Is Cultural Christianity Enough?

Is Cultural Christianity Enough?

So-called cultural Christianity is and has been a good, the demise of which is lamentable. Again, the question for the merely cultural Christian party is what means are necessary and sufficient to produce the spontaneous and voluntarist cultural revival they seek? Do the formative powers ordained by God have any role therein? At least at present, this is the most important question among Christians seeking cultural change.

One happy side effect of the Trump era, and all that it entailed, has been a renewed interest in history—our own history wars, if you like—specifically, the genesis, meaning, and demands of American history. That is, its character at the start and the extent to which it should continue to be formative and normative. Most societies have affirmed the formative and normative impact of national history if only for mythological purposes, an answer to the fundamental human need for an origin story that C.S. Lewis credited in The Four Loves.

Imbedded within the reassessment of our own American story—a cyclical exercise in considering first principles anew especially common in republics, as John P. Diggins noted—is the question of religion’s place in our nation’s socio-political order.
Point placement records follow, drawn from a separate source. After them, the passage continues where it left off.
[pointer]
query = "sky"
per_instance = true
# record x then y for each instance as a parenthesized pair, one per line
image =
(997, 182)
Arguably, this is, perhaps, the perennial inquiry for us.

A part of this inquiry for Americans is the place of Christianity, specifically in public life. Since the mid-twentieth century, Supreme Court jurisprudence has indicated the pressing nature of said inquiry. Carveout after carveout has done little to settle the issue at a fundamental level.
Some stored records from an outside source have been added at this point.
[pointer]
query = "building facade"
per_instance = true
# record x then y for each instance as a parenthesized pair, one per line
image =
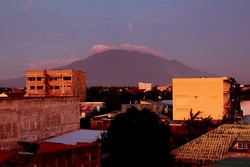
(211, 96)
(56, 83)
(146, 86)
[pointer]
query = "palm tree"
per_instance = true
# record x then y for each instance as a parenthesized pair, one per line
(197, 125)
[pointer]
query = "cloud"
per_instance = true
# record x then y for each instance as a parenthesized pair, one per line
(130, 27)
(56, 63)
(140, 48)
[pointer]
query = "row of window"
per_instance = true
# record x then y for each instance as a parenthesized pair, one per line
(51, 87)
(67, 78)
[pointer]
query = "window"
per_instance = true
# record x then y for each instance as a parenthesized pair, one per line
(39, 87)
(242, 146)
(67, 78)
(31, 78)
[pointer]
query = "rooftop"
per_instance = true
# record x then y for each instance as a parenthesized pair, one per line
(82, 135)
(214, 145)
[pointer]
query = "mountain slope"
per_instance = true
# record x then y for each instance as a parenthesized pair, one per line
(125, 68)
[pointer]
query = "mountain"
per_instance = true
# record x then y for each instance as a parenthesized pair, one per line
(125, 68)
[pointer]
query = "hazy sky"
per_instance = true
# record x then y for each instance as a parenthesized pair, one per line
(209, 35)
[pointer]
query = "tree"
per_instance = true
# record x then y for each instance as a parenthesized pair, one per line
(136, 138)
(196, 125)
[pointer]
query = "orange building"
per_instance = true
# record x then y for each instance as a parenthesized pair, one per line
(56, 83)
(211, 96)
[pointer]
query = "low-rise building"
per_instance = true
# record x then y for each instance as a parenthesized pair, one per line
(210, 96)
(56, 83)
(146, 86)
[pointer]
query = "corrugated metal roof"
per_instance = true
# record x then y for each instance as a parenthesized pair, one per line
(232, 162)
(82, 135)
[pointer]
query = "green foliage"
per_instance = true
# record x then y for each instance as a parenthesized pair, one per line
(136, 138)
(197, 125)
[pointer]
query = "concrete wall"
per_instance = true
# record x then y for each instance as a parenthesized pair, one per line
(245, 107)
(35, 119)
(208, 95)
(157, 108)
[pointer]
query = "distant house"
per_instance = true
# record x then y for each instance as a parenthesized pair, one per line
(3, 95)
(146, 86)
(164, 88)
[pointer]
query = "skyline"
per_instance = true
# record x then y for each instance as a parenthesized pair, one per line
(212, 36)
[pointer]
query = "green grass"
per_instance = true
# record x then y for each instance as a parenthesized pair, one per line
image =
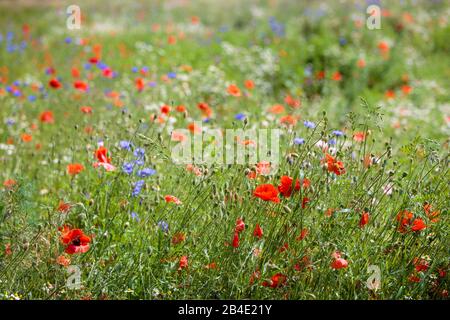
(134, 258)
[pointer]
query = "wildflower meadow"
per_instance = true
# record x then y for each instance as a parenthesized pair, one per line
(181, 149)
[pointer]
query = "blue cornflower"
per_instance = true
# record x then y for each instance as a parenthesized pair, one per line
(126, 145)
(146, 172)
(139, 153)
(164, 226)
(127, 167)
(138, 187)
(309, 124)
(338, 133)
(102, 65)
(139, 162)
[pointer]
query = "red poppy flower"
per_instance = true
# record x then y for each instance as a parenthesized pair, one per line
(9, 183)
(339, 263)
(414, 278)
(54, 83)
(285, 187)
(267, 192)
(140, 84)
(404, 218)
(64, 207)
(75, 72)
(240, 225)
(63, 261)
(181, 108)
(80, 85)
(234, 90)
(46, 117)
(26, 137)
(263, 168)
(100, 154)
(258, 233)
(364, 219)
(333, 165)
(421, 264)
(205, 109)
(276, 281)
(236, 240)
(74, 168)
(74, 240)
(294, 103)
(418, 225)
(249, 84)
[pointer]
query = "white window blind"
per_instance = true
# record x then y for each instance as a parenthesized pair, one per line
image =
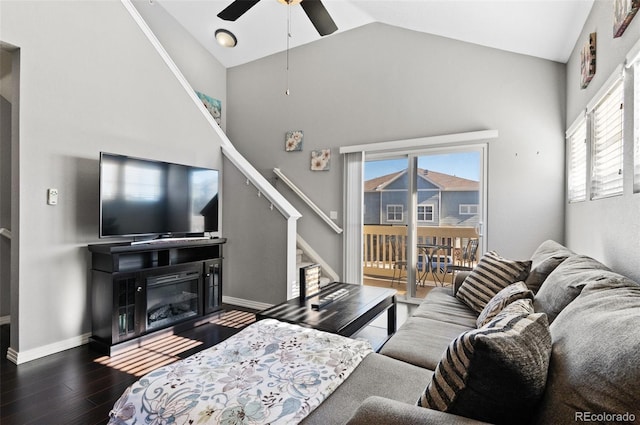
(607, 148)
(577, 161)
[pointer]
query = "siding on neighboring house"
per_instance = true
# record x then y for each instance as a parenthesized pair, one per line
(443, 192)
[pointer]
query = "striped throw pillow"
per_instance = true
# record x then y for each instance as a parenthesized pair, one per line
(492, 274)
(496, 373)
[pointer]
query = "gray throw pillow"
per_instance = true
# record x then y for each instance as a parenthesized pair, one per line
(564, 284)
(544, 260)
(506, 296)
(496, 373)
(595, 360)
(492, 274)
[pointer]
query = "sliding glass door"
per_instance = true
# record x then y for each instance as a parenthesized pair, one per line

Prompted by these legal indicia is a more academic question as to the course of Christianity in America, from earnest Puritan origins to Great Awakening enthusiasms to the WASP, mainline Protestant malaise chronicled so eloquently by Michael Knox Brenan. In retrospect, this story tells us what happens when cultural voluntarism, or pure liberalism, is embraced as a comprehensive strategy for upholding the morality of a society, a phenomenon insightfully chronicled by Robert Handy in A Christian America.

Contra prevailing, anachronistic, and triumphalist narratives, eschatological evangelical enthusiasm was not introduced to America in the 1640s but the 1740s. Thenceforth, the American religious landscape was forever changed as old hierarchies and institutions were either killed by or infused with “new light.” Further still, per Mark Noll, more is owed to the Second Great Awakening than its predecessor in terms of the attitude toward religion in modern America. That is, a mood of what I call religious market fundamentalism became predominant. We occupy this nineteenth century legacy, which is still being played out.